School of Computer Science and Technology, China University of Mining and Technology, Xuzhou, Jiangsu 221116, China.
Jiangsu Vocational College of Finance and Economics, Huai'an, Jiangsu 223003, China.
Comput Intell Neurosci. 2022 Oct 7;2022:1545024. doi: 10.1155/2022/1545024. eCollection 2022.

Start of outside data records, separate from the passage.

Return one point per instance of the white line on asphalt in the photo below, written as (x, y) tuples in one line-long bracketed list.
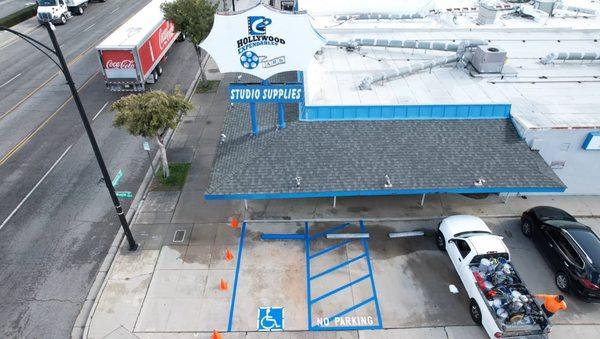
[(34, 188), (100, 111), (11, 79), (90, 26)]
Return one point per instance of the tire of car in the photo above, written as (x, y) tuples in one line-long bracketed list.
[(527, 227), (440, 241), (475, 312), (562, 280)]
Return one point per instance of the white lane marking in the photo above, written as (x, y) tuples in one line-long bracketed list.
[(100, 111), (11, 79), (34, 188), (90, 26)]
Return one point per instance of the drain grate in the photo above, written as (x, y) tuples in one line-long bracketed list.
[(179, 236)]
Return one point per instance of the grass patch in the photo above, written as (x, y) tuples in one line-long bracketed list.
[(209, 87), (173, 183)]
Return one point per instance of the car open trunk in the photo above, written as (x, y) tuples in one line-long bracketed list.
[(515, 311)]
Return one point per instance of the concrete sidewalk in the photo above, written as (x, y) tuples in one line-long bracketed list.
[(170, 287)]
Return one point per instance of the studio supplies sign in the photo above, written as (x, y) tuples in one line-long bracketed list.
[(288, 93), (262, 41)]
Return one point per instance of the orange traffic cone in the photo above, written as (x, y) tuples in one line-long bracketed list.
[(223, 286), (228, 255)]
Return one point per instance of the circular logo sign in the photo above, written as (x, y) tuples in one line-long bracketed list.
[(249, 60)]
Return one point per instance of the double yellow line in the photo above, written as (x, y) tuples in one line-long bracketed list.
[(72, 62), (24, 141)]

Considering that in the process of job scheduling, the cluster load should be prebalanced rather than remedied when the load is seriously unbalanced; therefore, in this paper, the task scheduling flow of the Hadoop cluster is analyzed deeply. On the Hadoop platform, a self-dividing algorithm is proposed for load balancing. An intelligent optimization algorithm is used to solve load balance. A dynamic feedback load balancing scheduling method is proposed from the point of view of task scheduling. In order to solve the shortcoming of the fair scheduling algorithm, this paper proposes two ways to improve the resource utilization and overall performance of Hadoop. When the mapping task is completed and the tasks to be reduced are assigned, the task assignment is based on the performance of the nodes to be reduced. It gives full play to the advantages of the ant colony algorithm and the hive colony algorithm so that the fusion algorithm can better deal with load balance. Then, three existing scheduling algorithms are introduced in detail: single queue scheduling, capacity scheduling, and fair scheduling. On this basis, an improved task scheduling strategy based on genetic algorithm is proposed to allocate and execute application tasks to reduce task completion time. The experiment verifies the effectiveness of the algorithm. The LBNP algorithm greatly improves the efficiency of reducing task execution and job execution. The delay capacity scheduling algorithm can ensure that most tasks can achieve localization scheduling, improve resource utilization, improve load balance, and speed up job completion time.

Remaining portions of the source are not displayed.